Transactions without a reward are thus left to languish in what's known as the "memory pool," which is stored on every computer running Bitcoin software. When that memory pool fills up, the whole system slows down, and that's exactly what's happening right now. The question now is why.

According to longtime Bitcoin developer Jeff Garzik, someone might actually be taking advantage of fuller blocks with an attack that artificially pushes the system over the edge.

"There is an uptick in correlated transactions in the lower fee strata," Garzik wrote me in an email. "This would seem to imply that a single wallet or set of wallets is potentially sending the same coins over and over, to themselves. This may be innocent transaction activity, coin 'tumbling,' or an unknown actor paying transaction fees to load the bitcoin network with traffic."

However, he added, "It is one of those unknowables."

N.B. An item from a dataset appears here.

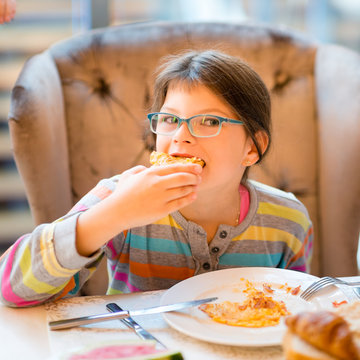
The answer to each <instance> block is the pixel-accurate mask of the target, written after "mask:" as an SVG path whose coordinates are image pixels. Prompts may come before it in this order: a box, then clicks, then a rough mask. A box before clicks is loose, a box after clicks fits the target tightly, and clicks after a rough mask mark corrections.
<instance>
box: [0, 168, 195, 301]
mask: <svg viewBox="0 0 360 360" xmlns="http://www.w3.org/2000/svg"><path fill="white" fill-rule="evenodd" d="M200 172H201V167H200V166H199V165H174V166H168V167H159V168H150V169H148V168H145V167H142V166H140V167H135V168H133V169H130V170H128V171H125V172H124V173H123V174H121V175H119V176H116V177H114V178H112V179H110V180H102V181H101V182H100V183H99V184H98V185H97V186H96V187H95V188H94V189H93V190H92V191H91V192H90V193H88V194H87V195H86V196H85V197H84V198H83V199H81V200H80V201H79V203H77V204H76V205H75V206H74V208H73V209H72V210H71V211H70V213H69V214H68V215H66V216H64V217H63V218H60V219H58V220H57V221H55V222H54V223H52V224H43V225H40V226H38V227H37V228H36V229H35V230H34V231H33V232H32V233H31V234H28V235H25V236H23V237H21V238H20V239H19V240H18V241H17V242H16V243H15V244H14V245H13V246H12V247H11V248H9V249H8V251H7V252H6V253H5V254H4V255H3V256H2V258H1V259H0V281H1V289H0V300H1V301H2V302H3V303H4V304H6V305H9V306H32V305H37V304H41V303H44V302H46V301H49V300H55V299H57V298H59V297H63V296H66V295H67V294H75V293H77V291H78V290H79V289H80V288H81V286H82V285H83V284H84V282H85V281H86V280H87V279H88V278H89V277H90V276H91V274H92V273H93V272H94V271H95V269H96V266H97V264H98V263H99V261H100V260H101V256H103V252H102V250H101V248H102V246H103V245H105V244H106V243H107V242H108V241H109V240H110V239H112V238H113V237H114V236H115V235H118V234H119V233H121V232H122V231H124V230H126V229H129V228H131V227H134V226H141V225H145V224H148V223H150V222H152V221H154V220H157V219H159V218H161V217H163V216H165V215H167V214H169V213H170V212H172V211H175V210H177V209H179V208H180V207H182V206H184V205H186V204H188V203H190V202H191V201H193V199H194V198H195V190H196V185H197V183H198V182H199V175H198V174H199V173H200Z"/></svg>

On Tuesday, chief information officer of Bitcoin company BitFury Alex Petrov retweeted a tweet calling attention to a Bitcoin address he believes is sending coins to itself and referring to them as "loops." It is "malicious spam," he also tweeted.

Block size has been on an upward trend for a very long time, however, and so has the number of transactions going through the network on any given day. This has led to some users and developers to describe the current situation as Bitcoin's "new normal," and a detriment to average people using the cryptocurrency. After all, when you use cash, you don't have to pay an extra cent or two for the privilege.

Currently, nobody has claimed responsibility for any attack on Bitcoin either on Reddit or on forums like BitcoinTalk, unlike nearly every other attack in recent memory, lending credence to the assumption that the slowdown is due to people using bitcoin exactly as they should.

Garzik said the data science team for his bitcoin startup Bloq are monitoring the situation. But for now, bitcoin users are reporting transactions taking hours upon hours to be confirmed—that is, to complete—and requiring high transaction fees in order to have their transactions included in a block.

Attack or not, the result is the same: being a bitcoin user has got to be really fucking annoying today.